Tentang kebijakan penjatuhan sanksi oleh KPI, dijelaskan Komisioner Bidang Kelembagaan Hardly Stefano Pariela. Dia memastikan bahwa KPI selalu melihat konteks dari sebuah tayangan, sebelum memberikan sanksi. Secara khusus Hardly memberikan contoh beberapa adegan sebuah sinetron yang diributkan oleh warganet di media sosial, padahal setelah dilihat konteksnya secara keseluruhan, tidak ada pelanggaran.
Hardly juga menyayangkan betapa warganet kerap kali ribut dengan program-program yang berkualitas buruk, namun tidak mengapresiasi program siaran yang berkualitas baik.
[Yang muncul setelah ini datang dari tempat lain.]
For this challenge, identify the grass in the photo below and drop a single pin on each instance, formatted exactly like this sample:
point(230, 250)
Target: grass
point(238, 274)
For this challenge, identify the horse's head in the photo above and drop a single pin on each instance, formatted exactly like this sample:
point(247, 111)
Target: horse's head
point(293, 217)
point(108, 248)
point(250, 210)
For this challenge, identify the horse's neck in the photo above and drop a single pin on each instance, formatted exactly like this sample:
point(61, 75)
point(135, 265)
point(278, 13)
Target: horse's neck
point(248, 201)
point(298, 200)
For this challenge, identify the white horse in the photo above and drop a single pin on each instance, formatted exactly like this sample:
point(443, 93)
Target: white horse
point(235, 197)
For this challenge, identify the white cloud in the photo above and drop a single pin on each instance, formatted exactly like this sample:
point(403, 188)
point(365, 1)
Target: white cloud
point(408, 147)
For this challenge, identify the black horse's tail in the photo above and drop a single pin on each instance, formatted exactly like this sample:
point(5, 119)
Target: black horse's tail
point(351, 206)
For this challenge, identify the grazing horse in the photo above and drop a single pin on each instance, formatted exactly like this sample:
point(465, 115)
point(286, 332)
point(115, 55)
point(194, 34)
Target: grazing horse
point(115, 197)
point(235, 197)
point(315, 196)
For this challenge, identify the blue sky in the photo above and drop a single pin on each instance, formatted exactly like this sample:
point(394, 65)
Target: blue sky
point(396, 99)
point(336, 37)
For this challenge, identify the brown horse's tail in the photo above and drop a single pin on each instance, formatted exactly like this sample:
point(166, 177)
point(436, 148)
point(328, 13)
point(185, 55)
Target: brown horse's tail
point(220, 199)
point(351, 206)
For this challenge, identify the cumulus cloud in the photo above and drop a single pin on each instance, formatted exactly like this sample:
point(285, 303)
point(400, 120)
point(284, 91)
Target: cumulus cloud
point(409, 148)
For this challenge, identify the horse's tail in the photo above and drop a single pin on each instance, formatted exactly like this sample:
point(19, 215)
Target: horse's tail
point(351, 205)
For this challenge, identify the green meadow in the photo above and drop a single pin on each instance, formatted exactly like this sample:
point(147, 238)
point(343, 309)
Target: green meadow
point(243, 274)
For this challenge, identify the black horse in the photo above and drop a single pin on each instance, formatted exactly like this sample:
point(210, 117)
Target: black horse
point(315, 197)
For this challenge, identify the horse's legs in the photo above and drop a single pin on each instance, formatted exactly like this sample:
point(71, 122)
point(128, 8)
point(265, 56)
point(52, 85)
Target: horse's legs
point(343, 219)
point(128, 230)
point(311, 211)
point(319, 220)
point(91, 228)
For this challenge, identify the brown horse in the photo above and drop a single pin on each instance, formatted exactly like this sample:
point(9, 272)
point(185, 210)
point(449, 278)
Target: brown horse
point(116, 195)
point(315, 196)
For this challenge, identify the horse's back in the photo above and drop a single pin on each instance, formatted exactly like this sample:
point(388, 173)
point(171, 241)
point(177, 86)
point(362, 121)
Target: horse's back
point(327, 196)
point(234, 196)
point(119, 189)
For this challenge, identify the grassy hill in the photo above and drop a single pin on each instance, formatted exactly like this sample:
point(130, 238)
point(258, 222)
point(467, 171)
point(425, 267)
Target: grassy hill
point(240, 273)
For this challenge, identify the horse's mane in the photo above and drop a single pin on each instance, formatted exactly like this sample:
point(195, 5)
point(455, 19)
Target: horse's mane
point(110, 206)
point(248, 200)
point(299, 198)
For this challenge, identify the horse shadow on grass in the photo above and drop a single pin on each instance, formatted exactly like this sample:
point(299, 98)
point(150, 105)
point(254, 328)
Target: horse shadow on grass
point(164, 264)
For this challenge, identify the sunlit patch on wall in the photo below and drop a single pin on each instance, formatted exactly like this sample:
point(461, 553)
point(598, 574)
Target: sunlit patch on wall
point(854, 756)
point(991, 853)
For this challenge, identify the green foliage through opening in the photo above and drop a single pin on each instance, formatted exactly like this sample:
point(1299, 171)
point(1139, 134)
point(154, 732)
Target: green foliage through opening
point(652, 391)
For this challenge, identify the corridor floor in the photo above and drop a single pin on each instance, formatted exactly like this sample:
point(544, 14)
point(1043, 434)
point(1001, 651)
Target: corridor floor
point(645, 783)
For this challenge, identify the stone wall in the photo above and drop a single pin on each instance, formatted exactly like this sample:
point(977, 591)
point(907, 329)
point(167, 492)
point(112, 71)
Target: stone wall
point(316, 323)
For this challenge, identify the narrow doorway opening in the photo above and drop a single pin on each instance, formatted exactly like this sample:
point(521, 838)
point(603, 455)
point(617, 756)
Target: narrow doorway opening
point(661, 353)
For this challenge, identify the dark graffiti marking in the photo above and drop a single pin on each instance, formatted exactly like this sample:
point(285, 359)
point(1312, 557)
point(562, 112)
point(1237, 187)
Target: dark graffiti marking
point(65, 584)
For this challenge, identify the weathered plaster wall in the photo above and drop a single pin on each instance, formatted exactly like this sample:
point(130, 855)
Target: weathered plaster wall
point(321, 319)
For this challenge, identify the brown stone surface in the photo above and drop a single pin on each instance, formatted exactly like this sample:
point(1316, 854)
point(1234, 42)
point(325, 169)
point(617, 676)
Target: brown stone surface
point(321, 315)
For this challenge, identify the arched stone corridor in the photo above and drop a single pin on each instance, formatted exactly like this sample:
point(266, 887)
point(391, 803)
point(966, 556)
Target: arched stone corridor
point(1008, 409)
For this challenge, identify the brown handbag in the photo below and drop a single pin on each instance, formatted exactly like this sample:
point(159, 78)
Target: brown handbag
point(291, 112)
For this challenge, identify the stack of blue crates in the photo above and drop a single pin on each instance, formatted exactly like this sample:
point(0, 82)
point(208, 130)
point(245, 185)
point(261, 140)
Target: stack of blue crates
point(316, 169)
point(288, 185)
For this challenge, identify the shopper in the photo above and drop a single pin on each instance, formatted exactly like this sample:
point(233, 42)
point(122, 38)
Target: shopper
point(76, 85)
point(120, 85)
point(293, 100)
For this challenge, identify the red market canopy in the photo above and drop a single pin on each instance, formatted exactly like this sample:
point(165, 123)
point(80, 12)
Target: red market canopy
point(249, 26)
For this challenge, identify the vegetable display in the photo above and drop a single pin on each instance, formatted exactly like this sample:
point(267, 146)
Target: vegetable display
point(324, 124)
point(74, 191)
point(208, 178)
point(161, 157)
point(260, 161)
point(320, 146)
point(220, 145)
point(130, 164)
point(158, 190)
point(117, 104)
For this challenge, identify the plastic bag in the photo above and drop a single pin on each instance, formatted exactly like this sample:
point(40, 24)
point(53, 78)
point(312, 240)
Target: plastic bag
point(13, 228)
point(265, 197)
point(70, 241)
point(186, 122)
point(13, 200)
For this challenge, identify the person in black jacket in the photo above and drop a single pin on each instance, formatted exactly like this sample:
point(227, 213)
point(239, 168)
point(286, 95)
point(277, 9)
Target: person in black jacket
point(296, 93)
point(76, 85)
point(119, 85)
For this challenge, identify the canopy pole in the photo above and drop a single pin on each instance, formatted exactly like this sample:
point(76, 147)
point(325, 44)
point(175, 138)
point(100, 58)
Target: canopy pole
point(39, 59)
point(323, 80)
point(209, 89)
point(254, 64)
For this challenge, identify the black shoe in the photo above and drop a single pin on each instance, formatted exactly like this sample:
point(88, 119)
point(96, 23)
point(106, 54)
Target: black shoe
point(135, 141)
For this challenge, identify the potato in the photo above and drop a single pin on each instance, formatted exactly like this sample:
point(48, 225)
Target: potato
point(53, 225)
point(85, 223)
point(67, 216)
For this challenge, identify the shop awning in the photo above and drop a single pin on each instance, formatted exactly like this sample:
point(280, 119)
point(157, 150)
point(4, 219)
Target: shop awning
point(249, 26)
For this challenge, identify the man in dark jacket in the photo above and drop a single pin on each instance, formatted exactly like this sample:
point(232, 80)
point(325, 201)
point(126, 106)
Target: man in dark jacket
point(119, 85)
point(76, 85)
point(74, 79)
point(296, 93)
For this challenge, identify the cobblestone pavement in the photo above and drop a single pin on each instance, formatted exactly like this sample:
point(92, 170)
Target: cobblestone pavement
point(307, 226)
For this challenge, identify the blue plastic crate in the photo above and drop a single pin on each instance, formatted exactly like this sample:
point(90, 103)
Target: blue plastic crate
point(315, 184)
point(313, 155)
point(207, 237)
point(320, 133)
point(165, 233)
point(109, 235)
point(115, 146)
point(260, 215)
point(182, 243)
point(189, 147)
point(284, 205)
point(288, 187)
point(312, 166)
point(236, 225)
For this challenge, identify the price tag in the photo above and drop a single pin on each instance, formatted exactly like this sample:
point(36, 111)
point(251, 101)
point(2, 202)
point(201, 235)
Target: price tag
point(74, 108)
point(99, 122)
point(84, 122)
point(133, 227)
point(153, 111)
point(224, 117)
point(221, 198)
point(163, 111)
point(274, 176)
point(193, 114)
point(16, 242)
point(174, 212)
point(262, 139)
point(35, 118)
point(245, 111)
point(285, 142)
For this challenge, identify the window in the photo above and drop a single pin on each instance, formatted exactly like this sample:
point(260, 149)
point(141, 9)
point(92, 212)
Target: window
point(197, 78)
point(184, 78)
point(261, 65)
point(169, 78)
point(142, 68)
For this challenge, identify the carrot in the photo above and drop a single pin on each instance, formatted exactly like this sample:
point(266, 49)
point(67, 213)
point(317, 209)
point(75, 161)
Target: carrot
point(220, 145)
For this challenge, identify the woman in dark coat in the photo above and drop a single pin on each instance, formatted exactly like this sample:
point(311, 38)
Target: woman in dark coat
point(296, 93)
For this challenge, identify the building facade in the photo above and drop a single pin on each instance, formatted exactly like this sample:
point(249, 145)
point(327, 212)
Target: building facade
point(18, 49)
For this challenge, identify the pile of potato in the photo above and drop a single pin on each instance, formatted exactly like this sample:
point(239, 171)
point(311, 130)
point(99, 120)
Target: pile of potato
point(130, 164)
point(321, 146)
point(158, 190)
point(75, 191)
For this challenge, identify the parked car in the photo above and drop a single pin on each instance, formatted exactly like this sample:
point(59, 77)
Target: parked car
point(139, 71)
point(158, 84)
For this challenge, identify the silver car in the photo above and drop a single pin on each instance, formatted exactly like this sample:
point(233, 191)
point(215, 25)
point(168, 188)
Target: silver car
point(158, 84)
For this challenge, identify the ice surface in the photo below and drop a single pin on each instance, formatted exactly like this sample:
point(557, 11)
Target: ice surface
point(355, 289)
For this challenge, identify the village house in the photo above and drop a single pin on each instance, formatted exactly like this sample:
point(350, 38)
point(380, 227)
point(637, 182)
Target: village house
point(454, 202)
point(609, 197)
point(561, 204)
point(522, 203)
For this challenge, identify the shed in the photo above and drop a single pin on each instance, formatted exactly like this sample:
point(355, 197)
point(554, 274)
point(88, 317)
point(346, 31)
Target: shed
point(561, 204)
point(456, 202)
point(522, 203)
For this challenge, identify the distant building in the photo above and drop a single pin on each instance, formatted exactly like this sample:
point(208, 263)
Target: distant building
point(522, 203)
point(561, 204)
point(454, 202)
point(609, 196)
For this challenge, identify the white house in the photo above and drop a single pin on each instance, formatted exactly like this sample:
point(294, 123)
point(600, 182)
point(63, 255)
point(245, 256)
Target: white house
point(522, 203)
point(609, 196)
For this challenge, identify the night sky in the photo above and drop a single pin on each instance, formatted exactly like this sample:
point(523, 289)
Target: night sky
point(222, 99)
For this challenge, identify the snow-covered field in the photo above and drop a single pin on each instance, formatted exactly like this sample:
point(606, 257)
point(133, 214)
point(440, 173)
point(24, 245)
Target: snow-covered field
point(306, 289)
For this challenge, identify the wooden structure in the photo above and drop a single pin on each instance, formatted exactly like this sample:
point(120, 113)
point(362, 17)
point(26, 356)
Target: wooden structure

KPI telah melaunching sebuah agenda #BicaraSiaranBaik, sebagai seruan kepada masyarakat agar menyebarluaskan program ini. “Diviralkan supaya kemudian ada lingkaran kebaikan yang kita buat”, ujarnya. Di satu sisi masyarakat juga harus diedukasi, bahwa masih banyak pilihan di televisi untuk ditonton. “Karena masih banyak siaran baik di televisi kita”, pungkasnya.
Kesadaran untuk senantiasa meningkatkan kualitas sinetron dan film adalah bagian dari menyelamatkan generasi muda. Apalagi hingga saat ini, televisi masih menjadi media yang paling banyak dikonsumsi, sehingga masih menjadi sebuah medium pembelajaran informal bagi masyarakat. Pada awal diskusi, Mulyo melihat fenomena di dunia nyata yang kerap kali menunjukkan sudah semakin jauhnya anak-anak meninggalkan adab yang baik terhadap orang tua. Dikhawatirkan, memang seperti itu pula konten di televisi khususnya pada sinetron dan film yang kerap kali dengan mudah menyihir pemirsanya.